En Italie, nous avons une exposition sur Intesa qui présente une bonne solvabilité. L’excès de capital est de 5 milliards d’euros, par rapport aux 10 % du ratio core tier 1. La conjoncture s’améliore en Italie. Il n’y a pas de risque d’acquisition. Le processus de restructuration devrait se poursuivre. Un dividende exceptionnel pourrait être versé. La décote est d’environ 20% par rapport à la moyenne du secteur.

Quels sont vos objectifs de cours ?

L’objectif de cours d’ici 12 mois est de 65 euros pour BNP, 55 euros pour Société Générale, de 13 euros pour Crédit Agricole, 6 euros pour Natixis, de 48 euros pour Deutsche Bank, de 2,80 euros pour Intesa.

Quels sont les principaux risques identifiés ?

Le risque de réglementation nous parait limité.
L’audit des actifs contenus dans les bilans et les stress tests ne devraient pas donner lieu à un effet de contagion. Des banques locales de pays périphériques pourraient encore connaitre des déroutes. Cependant l’impact sur le secteur sera modéré. Ces exercices devraient même renforcer à terme la crédibilité des banques les plus solides.
Il est à noter que les banques européennes auront un battement de trois mois entre la fin de l’audit et le début des stress tests.
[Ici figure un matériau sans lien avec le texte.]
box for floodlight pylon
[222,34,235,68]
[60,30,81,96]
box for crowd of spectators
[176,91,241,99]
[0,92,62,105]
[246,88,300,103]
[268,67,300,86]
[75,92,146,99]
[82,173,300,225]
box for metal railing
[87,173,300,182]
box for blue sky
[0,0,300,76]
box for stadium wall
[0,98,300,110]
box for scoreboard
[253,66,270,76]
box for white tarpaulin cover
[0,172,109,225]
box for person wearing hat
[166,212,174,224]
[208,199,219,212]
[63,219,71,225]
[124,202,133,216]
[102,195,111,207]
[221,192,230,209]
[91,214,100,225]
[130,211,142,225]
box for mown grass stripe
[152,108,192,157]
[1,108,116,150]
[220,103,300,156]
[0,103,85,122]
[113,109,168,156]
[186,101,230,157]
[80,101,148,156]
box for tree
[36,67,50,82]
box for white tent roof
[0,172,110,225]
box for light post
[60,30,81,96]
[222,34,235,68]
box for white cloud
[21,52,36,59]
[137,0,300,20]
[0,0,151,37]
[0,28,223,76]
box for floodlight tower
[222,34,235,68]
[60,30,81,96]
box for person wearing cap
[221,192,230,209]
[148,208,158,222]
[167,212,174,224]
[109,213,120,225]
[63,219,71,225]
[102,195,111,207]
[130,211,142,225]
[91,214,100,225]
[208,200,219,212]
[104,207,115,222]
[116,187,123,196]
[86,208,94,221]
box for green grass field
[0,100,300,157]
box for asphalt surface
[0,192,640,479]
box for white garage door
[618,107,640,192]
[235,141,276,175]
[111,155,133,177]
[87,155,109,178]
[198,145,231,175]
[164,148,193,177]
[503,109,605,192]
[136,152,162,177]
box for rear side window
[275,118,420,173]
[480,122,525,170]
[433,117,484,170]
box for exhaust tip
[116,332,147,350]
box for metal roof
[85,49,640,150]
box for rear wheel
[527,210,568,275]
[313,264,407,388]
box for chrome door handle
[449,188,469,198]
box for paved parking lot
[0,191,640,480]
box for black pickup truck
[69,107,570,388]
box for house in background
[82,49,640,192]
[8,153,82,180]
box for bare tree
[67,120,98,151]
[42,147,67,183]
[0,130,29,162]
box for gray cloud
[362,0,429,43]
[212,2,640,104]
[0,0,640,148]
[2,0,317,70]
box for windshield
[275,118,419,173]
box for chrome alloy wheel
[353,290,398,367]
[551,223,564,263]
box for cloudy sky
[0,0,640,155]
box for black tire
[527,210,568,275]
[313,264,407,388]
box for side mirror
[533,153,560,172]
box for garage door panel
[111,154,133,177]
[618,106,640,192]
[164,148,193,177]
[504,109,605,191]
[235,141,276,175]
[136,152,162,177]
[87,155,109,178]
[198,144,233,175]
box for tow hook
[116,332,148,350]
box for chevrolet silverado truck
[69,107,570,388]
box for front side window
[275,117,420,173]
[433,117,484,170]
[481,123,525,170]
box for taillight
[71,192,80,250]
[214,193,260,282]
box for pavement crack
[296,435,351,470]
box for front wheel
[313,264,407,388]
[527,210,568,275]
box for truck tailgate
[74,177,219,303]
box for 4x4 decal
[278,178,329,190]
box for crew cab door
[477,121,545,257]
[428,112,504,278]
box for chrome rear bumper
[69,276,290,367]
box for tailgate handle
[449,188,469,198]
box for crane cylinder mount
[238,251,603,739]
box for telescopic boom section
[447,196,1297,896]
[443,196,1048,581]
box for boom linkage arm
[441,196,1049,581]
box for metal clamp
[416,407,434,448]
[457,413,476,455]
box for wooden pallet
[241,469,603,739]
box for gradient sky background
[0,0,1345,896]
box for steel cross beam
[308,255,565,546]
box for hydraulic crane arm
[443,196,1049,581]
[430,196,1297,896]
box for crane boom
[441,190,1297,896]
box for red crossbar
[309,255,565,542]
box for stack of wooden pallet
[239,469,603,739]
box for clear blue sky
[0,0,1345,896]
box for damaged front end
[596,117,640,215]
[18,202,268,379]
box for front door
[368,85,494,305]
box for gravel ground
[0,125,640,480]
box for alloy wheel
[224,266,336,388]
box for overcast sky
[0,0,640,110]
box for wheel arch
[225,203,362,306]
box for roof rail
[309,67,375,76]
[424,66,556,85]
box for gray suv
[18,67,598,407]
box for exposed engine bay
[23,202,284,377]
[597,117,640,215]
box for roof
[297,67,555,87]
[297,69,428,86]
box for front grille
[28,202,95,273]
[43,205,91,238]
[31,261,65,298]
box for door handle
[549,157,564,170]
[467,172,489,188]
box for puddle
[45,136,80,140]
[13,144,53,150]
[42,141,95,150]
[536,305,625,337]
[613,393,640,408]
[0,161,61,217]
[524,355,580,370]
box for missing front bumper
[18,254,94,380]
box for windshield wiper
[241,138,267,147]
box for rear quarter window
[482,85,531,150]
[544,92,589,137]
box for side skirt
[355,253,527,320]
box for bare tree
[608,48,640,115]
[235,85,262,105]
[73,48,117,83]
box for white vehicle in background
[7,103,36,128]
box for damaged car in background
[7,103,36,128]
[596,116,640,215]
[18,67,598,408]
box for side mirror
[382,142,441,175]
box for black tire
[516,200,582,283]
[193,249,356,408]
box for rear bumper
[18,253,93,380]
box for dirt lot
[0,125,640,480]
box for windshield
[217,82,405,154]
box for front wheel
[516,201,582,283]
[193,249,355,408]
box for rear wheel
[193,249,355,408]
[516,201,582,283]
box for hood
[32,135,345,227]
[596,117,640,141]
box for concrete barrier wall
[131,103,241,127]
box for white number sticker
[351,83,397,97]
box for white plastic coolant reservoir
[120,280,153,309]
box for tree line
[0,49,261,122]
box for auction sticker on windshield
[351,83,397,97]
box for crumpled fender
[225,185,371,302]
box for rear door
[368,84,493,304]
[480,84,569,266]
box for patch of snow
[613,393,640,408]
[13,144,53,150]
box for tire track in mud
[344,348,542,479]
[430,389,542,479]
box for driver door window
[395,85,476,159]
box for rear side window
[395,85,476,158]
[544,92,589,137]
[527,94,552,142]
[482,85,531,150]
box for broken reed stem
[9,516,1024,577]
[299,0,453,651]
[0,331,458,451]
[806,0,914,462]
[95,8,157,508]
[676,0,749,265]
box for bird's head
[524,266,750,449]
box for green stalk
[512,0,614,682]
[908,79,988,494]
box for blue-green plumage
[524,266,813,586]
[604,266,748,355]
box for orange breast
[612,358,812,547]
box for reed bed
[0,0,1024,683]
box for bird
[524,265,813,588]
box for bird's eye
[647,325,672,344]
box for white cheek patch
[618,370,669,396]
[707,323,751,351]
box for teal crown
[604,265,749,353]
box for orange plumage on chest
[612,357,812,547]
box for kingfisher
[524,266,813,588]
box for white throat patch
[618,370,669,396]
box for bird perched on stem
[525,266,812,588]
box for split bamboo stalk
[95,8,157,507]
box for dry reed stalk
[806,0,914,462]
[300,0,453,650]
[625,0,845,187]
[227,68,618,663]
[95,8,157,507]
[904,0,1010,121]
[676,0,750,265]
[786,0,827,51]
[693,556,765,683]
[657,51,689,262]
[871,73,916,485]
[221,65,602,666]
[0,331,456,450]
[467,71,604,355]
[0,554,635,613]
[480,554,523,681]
Elles auront ensuite six mois pour se mettre en conformité, donc 9 mois au total pour entrer dans les clous.

Nous ne voyons pas l’apparition de nouvelles inquiétudes relatives à des affaires en justice.
Le principal risque me semble être une dégradation de la macroéconomie en Europe avec la retombée en récession ou de nouveaux doutes sur la soutenabilité de la dette de pays phares.